Kresiah Mukwazhi’s practice has been characterized by her advocacy for visibility and the rights of women who face discrimination in patriarchal societies. Committed to an approach of visual activism, the artist explores the female body as a site of power relations in performances, video works, and textile collages.
In her new series of nine textile works, partly wall-mounted and free-floating in space, Mukwazhi turns her attention to the underlying structures of such systemic violence. Referencing a variety of sources, the artist exposes and deconstructs the narratives that present women as the Other in Zimbabwean society.

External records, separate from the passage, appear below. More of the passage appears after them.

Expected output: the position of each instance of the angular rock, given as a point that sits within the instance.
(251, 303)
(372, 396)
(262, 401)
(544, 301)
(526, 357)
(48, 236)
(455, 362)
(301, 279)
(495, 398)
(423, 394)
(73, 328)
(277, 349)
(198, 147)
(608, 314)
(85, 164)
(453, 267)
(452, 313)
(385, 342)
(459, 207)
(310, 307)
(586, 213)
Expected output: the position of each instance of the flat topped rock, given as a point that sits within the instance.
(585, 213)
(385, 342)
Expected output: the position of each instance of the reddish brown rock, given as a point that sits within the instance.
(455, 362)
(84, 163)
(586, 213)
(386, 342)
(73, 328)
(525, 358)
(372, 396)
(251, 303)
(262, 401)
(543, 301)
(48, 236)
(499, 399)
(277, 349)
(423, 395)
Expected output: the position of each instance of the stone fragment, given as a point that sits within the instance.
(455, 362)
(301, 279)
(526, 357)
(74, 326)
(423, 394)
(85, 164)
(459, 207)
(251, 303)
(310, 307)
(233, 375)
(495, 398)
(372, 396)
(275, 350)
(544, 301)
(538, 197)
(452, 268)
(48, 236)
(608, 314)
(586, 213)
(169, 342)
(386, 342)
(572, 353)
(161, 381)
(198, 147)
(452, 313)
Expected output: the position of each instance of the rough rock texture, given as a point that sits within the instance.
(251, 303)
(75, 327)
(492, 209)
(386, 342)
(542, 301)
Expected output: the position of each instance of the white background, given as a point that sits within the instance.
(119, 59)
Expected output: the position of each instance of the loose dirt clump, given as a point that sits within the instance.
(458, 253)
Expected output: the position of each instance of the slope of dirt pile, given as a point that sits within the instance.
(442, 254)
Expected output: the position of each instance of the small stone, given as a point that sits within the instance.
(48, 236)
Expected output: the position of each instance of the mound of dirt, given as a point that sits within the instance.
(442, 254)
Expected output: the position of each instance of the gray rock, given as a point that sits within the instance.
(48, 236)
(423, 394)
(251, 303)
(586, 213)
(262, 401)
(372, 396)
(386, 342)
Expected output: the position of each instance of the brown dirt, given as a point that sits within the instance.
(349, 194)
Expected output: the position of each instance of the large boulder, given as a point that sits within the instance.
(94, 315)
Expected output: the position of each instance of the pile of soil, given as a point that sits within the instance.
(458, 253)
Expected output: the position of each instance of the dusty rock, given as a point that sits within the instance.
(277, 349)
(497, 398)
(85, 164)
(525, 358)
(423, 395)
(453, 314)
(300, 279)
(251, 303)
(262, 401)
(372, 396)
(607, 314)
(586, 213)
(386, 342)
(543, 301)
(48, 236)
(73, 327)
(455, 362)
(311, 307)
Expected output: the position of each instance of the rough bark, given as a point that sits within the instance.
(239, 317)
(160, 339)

Although concerned with broader structural questions the artist explores these in specific social environments. The titular work refers to the hierarchies of chiefdom that are typical of rural Africa. In a collage of loosely cut cloth and rawly applied paint Mukwazhi refers to the act of challenging such an imbalance of power by a woman stripping in resistance, something that is believed to cast a bad omen on the agitator. Instead of being sexualized, the female body becomes a site of protest giving the woman an almost otherworldly strength.
Several of the works challenges the relationship between private and public and thus the question of visibility - strongly regulated in Zimbabwean society - is reversed. Using a tactile language of lustrous fabrics that are coded as feminine and intimate, private situations may be associated that aren’t supposed to be seen by the public eye. By selecting such fabrics Mukwazhi turns a social rule of conduct upside down, at once reclaiming the autonomous female body. Consequently there is an act of care implied in these works, represented by the hands of women teaching Chinamwali, sex education that hails from Malawian culture, believed to empower women as it helps them understand their bodies and enjoy sex.

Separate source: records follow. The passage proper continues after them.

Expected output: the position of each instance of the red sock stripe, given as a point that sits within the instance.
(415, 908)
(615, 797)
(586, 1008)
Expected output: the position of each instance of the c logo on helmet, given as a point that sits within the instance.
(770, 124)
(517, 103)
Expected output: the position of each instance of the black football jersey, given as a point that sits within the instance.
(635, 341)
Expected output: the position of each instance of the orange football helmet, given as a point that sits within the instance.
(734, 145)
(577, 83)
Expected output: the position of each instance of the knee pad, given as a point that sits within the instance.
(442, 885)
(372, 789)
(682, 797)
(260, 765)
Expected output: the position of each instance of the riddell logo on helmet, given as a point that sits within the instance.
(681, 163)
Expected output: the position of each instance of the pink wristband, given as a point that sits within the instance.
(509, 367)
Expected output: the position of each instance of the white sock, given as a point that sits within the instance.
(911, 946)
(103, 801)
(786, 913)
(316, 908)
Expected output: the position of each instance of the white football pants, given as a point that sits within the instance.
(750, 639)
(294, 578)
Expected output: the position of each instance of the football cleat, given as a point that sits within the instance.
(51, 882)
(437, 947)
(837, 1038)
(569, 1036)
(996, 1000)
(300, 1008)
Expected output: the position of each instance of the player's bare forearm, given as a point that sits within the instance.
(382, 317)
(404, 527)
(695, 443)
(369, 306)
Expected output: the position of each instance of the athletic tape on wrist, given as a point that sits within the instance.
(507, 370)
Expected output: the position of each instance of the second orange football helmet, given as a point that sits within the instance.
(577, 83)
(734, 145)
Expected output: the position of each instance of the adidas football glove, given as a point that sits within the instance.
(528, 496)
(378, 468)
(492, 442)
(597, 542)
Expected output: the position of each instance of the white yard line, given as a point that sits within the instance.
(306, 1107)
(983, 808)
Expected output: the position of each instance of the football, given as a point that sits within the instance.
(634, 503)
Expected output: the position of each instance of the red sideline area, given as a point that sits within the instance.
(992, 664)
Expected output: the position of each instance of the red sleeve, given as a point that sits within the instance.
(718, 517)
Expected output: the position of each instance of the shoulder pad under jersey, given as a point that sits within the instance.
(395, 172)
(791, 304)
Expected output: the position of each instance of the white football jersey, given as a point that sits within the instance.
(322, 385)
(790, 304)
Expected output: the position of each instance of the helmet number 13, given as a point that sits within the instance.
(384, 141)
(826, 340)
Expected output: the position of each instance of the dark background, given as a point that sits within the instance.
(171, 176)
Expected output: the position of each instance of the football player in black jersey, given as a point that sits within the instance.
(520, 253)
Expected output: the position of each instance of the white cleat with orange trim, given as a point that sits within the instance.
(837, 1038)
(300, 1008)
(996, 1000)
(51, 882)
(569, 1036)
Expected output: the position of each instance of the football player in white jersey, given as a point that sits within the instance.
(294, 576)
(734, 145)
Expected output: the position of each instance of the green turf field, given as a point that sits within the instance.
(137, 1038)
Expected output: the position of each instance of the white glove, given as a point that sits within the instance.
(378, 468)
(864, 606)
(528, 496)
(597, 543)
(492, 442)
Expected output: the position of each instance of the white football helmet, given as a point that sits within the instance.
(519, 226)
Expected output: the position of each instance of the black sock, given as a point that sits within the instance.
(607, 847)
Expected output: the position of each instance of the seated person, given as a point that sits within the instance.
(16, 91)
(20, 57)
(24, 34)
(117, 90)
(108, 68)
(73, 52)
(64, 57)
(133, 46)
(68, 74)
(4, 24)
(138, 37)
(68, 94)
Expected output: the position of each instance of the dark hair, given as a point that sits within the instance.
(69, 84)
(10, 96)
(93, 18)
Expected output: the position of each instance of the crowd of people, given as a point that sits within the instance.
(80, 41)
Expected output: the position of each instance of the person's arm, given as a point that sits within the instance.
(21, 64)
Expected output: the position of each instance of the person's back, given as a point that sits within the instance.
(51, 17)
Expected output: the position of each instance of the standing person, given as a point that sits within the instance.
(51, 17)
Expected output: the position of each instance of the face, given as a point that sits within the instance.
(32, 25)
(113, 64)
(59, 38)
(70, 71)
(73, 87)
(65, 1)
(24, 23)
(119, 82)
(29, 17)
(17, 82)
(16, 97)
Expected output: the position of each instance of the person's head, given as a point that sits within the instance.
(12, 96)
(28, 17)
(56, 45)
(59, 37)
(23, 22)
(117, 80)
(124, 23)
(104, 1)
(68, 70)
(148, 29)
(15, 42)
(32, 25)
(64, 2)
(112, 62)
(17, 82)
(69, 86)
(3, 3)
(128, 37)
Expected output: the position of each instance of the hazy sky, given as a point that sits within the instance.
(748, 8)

By questioning certain standards of behavior the artist also challenges cultural taboos, a concept that still plays an important role in African societies, far more than in those of the western hemisphere, which are more structured by the concept of normalizing behavior.
In the two works, Mukadzi, muka uti dzi! (Woman, thou art loosed!) I and II, the artist refers to such a transgression, the act of slaughtering a beast as an act traditionally reserved for men here being performed by a woman. Depicted in layers of loosely sewn fabrics, combined with an expressive brushstroke, the scene is portrayed as so unlikely that people are looking up to this very act. However, using her characteristic animal prints on iridescent dyed fabrics for both perpetrator and victim, both are reflected as part of the very same system of socio-political structures.

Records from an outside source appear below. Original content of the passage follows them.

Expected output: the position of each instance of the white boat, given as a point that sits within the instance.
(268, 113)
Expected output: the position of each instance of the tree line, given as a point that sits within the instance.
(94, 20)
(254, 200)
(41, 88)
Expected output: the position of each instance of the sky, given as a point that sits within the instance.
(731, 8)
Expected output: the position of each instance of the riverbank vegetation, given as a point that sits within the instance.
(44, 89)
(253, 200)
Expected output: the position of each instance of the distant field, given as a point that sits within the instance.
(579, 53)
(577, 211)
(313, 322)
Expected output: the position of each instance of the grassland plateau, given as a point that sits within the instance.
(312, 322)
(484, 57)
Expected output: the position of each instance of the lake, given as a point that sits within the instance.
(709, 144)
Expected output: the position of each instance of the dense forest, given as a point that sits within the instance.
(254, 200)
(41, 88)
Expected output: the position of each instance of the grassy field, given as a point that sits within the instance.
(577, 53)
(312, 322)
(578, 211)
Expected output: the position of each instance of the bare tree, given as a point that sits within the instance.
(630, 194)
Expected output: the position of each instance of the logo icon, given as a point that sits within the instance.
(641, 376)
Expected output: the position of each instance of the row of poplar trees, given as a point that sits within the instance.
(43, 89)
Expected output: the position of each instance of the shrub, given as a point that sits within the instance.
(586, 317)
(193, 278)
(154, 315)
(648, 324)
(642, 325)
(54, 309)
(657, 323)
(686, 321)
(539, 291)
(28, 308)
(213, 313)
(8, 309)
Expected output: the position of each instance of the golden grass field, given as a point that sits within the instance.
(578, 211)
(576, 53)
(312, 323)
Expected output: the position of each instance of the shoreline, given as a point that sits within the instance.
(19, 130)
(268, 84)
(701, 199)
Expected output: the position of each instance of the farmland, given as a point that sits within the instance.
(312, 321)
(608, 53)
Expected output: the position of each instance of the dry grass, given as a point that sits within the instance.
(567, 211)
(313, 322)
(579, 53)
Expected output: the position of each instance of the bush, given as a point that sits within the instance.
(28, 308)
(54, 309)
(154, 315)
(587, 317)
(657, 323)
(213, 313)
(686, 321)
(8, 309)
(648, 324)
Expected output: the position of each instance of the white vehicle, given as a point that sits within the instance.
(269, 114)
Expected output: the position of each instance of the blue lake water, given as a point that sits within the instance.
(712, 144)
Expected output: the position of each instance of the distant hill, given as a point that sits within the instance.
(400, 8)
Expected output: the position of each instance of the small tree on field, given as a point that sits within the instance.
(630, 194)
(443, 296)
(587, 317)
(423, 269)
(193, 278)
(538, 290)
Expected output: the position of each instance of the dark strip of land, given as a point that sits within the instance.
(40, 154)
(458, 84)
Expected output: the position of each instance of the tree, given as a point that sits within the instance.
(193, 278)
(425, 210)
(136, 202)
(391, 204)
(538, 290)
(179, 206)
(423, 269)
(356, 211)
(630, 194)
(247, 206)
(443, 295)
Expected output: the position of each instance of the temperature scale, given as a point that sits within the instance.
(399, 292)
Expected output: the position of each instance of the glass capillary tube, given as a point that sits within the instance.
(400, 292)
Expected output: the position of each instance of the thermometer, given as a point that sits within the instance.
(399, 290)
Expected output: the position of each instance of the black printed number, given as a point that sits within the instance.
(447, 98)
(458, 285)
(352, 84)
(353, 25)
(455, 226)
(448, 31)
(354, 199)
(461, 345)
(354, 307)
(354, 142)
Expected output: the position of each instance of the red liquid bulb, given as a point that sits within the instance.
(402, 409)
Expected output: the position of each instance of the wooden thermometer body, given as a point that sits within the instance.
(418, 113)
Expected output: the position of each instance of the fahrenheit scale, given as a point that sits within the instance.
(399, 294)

Yet there is still another layer in these semi-abstract scenes. The woman slaughtering a beast is mounted on a disembodied leg, spread in a supposedly offensive manner with its counterpart. At the same time this very posture symbolizes taking a firm stand and thus giving the exhibition title a visual anchor. Translated as standing on a ground till it cracks, with this Shona saying the artist not only marks her own relentless stand, but is calling for possibilities of empowerment and care for all those whose precarious conditions she is concerned with.